Yeah, I was typing while you

Yeah, I was typing while you updated…

One more thing, it is a good practice to have the signal pins in the 3pin connectors allways close to the microcontroller, instead of the GND pin. Most boards respect this pattern, I think it will be a mistake to change it. Oh, and routing the motor connector trace between the microcontroller pins is NOT a good idea. Think of how much electrical noise can screw up your readings or even the microcontroller functionality. Move them away from anything delicate!

Loose the 90s

90 degree corners make noise --or so I’m told. Gotta nip your corners off (of your traces) and make them all 45’s around the corners.

 

Hey, you’re using my

Hey, you’re using my favorite LDO voltage regulator. Good on you!

bOd

 

It looks to me like the power to the motor is unswitched. Is this on purpose?

Small changes and new PCB jpgs

Thanks, ig. I had a spare 3-pin sitting on my schematic for the longest time and I just deleted it. I knew I pulled it out for something.

Clipped my 90deg trace angles too, per CtC’s advice. Quiet circuits are happy circuits.

Added caps per Ro-bot-X’s recommendations. Unable to accomodate any 10uF’s to go with the 0.1uF’s. Got the power LED in there too.

One minor design change: moved the SN754410 to different pins to allow use of the PWM function. I thought that might be nice.

I second.

I second on that 3A, 4-Pin volt reg. Gosh-darn-good regulator.

The board looks great, but

The board looks great, but the mounting holes seem a bit tight. There might not be enough room for a screw or a nut there.
And are the DIP switch all that useful?

Working on adding room to

Working on adding room to the mounting holes right now. It is very tight indeed. It might become only three useful holes and a vestigial fourth hole. Eh.

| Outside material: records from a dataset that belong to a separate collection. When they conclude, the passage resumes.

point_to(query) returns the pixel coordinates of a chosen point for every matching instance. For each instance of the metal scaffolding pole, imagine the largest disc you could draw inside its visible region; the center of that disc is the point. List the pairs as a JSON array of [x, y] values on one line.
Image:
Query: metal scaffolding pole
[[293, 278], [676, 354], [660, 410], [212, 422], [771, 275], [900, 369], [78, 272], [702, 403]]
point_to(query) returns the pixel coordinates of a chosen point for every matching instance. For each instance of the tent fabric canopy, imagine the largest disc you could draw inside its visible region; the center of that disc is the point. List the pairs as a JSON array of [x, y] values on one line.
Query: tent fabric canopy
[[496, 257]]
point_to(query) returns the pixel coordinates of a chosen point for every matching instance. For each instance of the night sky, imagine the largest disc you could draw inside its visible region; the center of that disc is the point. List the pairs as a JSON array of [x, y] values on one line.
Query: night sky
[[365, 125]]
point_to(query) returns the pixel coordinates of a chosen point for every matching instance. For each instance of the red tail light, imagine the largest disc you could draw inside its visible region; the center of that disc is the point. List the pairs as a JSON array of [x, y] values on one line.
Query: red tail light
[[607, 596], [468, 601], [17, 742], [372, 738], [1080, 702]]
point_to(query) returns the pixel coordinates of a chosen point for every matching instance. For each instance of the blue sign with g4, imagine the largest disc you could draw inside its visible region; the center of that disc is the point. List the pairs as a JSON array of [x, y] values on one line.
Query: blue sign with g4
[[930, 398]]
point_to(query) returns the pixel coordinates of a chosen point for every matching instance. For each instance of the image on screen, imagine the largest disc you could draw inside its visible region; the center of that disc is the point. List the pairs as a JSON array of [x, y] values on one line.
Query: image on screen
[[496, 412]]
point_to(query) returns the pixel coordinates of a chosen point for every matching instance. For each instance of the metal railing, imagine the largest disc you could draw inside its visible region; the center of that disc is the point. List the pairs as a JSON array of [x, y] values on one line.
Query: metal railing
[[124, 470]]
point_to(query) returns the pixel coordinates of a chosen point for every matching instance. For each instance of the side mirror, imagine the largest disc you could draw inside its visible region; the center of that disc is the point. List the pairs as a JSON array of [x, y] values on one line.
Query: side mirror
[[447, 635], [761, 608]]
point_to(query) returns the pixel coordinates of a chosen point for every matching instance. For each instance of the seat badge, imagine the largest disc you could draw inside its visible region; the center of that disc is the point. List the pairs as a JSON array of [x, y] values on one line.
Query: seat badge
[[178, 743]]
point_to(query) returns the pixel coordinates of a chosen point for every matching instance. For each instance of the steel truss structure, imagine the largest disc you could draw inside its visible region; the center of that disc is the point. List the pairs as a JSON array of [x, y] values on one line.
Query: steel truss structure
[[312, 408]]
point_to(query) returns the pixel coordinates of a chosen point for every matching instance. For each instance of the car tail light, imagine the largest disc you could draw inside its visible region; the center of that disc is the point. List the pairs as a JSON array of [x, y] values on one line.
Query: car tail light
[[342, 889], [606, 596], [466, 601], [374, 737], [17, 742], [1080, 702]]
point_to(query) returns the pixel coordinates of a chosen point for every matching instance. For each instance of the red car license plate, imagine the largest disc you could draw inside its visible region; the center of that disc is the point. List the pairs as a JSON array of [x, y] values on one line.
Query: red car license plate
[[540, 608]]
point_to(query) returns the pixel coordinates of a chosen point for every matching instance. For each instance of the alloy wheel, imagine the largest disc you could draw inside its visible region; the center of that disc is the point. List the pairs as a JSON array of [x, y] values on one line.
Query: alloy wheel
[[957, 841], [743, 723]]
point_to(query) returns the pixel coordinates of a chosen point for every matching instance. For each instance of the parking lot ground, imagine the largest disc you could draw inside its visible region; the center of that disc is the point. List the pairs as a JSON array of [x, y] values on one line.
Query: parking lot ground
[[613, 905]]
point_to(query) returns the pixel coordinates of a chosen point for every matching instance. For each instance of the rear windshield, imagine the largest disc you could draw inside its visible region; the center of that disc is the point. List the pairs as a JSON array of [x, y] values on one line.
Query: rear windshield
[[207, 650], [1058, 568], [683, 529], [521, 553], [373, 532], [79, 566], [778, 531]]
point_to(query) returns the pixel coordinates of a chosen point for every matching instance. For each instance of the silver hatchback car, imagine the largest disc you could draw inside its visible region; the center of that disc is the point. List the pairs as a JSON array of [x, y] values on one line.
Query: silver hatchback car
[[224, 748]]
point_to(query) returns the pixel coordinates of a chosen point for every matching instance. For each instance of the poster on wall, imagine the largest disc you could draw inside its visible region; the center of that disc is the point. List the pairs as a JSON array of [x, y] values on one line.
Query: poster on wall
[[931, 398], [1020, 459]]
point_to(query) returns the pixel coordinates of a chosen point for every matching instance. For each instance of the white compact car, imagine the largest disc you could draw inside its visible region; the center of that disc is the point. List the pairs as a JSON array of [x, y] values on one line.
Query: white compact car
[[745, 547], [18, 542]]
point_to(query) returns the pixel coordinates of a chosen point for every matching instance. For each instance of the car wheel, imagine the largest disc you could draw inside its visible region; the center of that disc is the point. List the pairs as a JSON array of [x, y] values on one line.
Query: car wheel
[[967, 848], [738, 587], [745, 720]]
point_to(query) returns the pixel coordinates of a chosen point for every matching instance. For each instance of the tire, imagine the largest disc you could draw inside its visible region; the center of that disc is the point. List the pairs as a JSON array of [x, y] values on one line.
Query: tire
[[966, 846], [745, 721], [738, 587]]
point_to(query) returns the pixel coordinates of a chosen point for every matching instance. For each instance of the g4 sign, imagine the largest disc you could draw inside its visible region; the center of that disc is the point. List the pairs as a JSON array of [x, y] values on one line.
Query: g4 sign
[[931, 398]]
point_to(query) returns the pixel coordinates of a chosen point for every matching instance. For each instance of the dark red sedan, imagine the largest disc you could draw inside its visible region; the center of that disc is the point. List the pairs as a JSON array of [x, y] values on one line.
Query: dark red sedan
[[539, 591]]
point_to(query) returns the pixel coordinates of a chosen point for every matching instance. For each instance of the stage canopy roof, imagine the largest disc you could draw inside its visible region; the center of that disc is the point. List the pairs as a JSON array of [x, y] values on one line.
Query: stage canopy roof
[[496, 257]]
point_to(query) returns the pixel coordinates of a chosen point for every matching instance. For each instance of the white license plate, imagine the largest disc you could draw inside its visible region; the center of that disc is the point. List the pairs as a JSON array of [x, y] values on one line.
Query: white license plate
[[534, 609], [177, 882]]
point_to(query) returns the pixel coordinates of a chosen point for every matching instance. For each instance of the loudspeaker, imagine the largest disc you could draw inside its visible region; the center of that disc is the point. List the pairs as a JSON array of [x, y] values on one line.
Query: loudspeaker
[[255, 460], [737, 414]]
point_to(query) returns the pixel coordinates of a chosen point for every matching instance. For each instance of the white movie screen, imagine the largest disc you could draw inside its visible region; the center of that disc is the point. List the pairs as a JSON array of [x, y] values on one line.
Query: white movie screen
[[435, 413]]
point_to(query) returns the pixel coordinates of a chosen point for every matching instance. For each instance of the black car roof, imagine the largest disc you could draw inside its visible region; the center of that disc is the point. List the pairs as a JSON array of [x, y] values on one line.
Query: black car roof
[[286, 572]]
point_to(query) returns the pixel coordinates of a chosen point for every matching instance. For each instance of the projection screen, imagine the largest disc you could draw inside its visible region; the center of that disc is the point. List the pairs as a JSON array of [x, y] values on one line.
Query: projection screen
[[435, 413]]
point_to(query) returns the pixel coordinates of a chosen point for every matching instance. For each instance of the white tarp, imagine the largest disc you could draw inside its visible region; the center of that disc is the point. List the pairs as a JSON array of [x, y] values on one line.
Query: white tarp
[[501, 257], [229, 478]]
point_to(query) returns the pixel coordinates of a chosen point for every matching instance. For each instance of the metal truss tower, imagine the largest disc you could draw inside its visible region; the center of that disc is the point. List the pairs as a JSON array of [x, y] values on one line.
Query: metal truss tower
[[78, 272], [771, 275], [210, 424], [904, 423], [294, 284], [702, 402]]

The switches are to add 330ohm resistors to the I/O lines. PICAXEs need them for servo signals and for LED work. I put them on switches to keep the pins multifunctional and to avoid an endless sea of male headers on the board. If you have another idea on how to do it I’d be keen to hear it, Mr. Andersen.

With v0.6 you reintroduced

With v0.6 you reintroduced 90 degree traces. 

What is the diameter of those mounting holes? The actual hole is the little circle not the big one in case some do not under stand. I make my hole 2.8mm for little #2 bolts. 

Yes, I’m now working on

Yes, I’m now working on clipping the 90degs on the traces. Good eyes :slight_smile:

The drill holes are 3.2mm which is actually the big circle as you described it. I might opt for those #2 bolts. It seems everyone uses #4-40. That’s the only reason I chose that size.

A #4 fits in the 2.8mm as

A #4 fits in the 2.8mm as well.

Open question: Advantages,

Open question: Advantages, disadvantages of a power plane (5v) on top? I used one on my LCD back pack and it is good for cutting down on traces like the GND plane, but I do not know if it adds noise or if you need some good filtering. Mine seems to work fine.

wikipedia:

Where possible it is good to have a power plane for each ground plane on a board (known as a “plane pair”), as this reduces power supply impedance to the components on the board.

Asked an electrical engineer online friend and he said no problem that he knows of. So a power plane like this might be helpful if you want to cut down on traces or change things around.

** I still don’t get your**

 I still don’t get your power routing to the motor supply. Seems unswitched. I guess it isn’t a problem since the motor driver chip logic won’t be powered?  But it doesn’t see like it’d be hard to run switched power instead.

I also use the 3.2mm holes,

I also use the 3.2mm holes, because in some countries, people use metric bolts, like M3 which needs at least 3mm hole. M2.5 are hard to find, but still you can find them in some places. Besides #4-40 bolts I did not find tinier bolts easy, like in a hardware store or Home Depot. Home Depot does not have smaller bolts and only some hardware stores have smaller bolts. Also, the spacers available at robotics stores are either #4-40 or M3.

Also, I looked at the traces for motors, they are a bit too wide to pass between 2 IC pins. Make sure you do not cross the outside circle for any pad, that is the minimum safe distance. Oh, and I also use a bottom ground plane and a top Vcc (5V) plane, kind of works like a capacitor, you get less electrical noise.